[e2e] [Fwd: RED-->ECN]

Thu Feb 1 08:53:13 PST 2001

Well, I think we have to define elephants, mice and maybe add a 3rd
category, ants. From a TCP point of vew, I would say that elephants are
those sessions whose behavior approaches the asymptotic behavior of the
"congestion avoidance" phase, mice are those whose behavior is
essentially limited by the slow-start algorithm, and ants are those who
simply exchange a couple packets, and are thus not affected at all, even
by slow start.

In the current TCP spec, an application in slow start mode will exchange
N packets in log2(N/X) round trips, where X is the initial window.
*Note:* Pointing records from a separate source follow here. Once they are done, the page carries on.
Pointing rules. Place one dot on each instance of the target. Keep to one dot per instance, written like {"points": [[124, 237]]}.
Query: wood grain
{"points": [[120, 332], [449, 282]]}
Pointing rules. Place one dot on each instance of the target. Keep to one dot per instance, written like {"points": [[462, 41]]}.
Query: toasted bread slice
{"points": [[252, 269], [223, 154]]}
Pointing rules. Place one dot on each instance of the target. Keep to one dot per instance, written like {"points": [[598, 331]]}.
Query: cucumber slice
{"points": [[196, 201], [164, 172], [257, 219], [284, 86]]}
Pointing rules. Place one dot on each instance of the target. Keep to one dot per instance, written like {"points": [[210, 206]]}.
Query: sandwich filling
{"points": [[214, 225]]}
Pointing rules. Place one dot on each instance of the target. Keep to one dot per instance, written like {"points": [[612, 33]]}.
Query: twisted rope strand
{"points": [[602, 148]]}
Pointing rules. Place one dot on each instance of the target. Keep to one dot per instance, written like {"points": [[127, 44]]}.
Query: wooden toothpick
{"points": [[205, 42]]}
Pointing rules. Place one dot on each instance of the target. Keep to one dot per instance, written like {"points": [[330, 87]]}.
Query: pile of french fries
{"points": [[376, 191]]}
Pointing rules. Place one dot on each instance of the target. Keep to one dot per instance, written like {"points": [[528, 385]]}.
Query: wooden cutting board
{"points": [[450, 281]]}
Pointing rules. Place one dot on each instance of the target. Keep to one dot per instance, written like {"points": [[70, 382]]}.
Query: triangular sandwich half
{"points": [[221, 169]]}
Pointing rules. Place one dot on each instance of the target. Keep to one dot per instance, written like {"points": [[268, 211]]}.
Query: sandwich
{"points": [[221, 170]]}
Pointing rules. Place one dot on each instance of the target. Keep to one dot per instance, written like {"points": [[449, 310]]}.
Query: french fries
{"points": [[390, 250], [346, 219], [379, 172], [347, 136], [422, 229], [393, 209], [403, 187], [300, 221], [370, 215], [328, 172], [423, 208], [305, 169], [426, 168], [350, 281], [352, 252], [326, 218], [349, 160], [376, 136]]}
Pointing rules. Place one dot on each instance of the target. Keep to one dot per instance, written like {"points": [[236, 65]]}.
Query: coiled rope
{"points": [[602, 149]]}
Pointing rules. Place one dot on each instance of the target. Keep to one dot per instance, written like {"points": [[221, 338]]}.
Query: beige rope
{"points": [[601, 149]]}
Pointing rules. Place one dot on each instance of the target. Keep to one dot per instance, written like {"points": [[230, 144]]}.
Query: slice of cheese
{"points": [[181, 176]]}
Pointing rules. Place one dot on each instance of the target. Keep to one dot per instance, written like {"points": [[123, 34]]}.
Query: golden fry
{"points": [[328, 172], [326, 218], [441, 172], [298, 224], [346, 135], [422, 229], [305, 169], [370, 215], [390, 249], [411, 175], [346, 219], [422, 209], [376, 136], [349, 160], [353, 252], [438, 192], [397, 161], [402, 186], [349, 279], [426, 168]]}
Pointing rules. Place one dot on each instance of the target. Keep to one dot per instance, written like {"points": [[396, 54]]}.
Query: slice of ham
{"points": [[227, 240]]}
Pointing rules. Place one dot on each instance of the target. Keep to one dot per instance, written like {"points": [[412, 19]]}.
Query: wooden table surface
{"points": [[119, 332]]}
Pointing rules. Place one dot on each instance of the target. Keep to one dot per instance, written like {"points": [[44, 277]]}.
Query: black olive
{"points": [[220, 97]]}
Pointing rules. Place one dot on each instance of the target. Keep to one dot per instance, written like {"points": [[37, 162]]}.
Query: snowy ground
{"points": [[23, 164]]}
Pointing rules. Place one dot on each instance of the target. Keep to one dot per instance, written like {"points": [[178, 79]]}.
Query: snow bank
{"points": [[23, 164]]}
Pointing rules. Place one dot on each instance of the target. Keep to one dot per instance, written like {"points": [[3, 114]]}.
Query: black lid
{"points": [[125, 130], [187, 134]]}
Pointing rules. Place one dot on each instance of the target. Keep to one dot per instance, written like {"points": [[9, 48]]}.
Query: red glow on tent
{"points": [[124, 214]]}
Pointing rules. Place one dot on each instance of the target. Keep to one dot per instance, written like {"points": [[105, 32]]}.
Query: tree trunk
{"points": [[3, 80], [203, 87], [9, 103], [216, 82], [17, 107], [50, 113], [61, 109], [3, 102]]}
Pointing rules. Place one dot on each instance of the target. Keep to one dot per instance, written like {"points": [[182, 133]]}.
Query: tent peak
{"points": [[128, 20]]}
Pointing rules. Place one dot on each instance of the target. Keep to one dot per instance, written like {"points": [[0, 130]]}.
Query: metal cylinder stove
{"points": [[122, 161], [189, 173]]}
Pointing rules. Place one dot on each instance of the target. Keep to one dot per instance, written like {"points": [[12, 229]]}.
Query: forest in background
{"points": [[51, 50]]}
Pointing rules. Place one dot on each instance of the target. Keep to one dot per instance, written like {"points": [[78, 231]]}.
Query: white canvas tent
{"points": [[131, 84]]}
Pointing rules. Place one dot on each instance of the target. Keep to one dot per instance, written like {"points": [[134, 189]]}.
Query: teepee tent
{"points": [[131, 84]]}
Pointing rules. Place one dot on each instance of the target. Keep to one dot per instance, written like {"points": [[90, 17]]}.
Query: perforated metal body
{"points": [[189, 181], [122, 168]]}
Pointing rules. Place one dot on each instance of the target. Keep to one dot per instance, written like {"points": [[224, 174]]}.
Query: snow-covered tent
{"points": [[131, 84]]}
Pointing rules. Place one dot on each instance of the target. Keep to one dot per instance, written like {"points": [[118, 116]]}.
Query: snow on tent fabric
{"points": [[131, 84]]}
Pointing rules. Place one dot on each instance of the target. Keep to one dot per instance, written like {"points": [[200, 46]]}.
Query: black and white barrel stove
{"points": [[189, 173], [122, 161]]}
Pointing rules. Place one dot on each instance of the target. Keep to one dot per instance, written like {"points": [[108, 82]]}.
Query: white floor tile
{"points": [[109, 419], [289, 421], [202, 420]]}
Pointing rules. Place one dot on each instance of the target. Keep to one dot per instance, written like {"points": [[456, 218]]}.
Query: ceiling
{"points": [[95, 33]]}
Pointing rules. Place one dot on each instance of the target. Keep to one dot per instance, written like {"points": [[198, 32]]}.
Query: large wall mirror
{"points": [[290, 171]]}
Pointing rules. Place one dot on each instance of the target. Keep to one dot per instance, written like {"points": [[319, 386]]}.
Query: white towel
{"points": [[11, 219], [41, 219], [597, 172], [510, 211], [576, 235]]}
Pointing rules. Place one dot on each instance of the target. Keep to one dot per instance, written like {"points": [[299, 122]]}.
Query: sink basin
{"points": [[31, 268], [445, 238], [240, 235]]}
The
average window will be N/log2(X), unless the session encounters a packet
loss. These are the ants: their rate is not limited by losses.

If the current packet loss is L, the average interval between losses
will be 1/L. If the number N is larger than 1/L, but not much larger,
then the window before the loss wil be approximately 1/2L, and after the
first loss will be 1/4L, and that will probably be sufficient to carry
the remaining packets. These sessions, that carry about 1/L packets, are
the mice. The average window for the mice will be about
1/(L.(1-log2(L.X))). This is larger than the individual windows of ants.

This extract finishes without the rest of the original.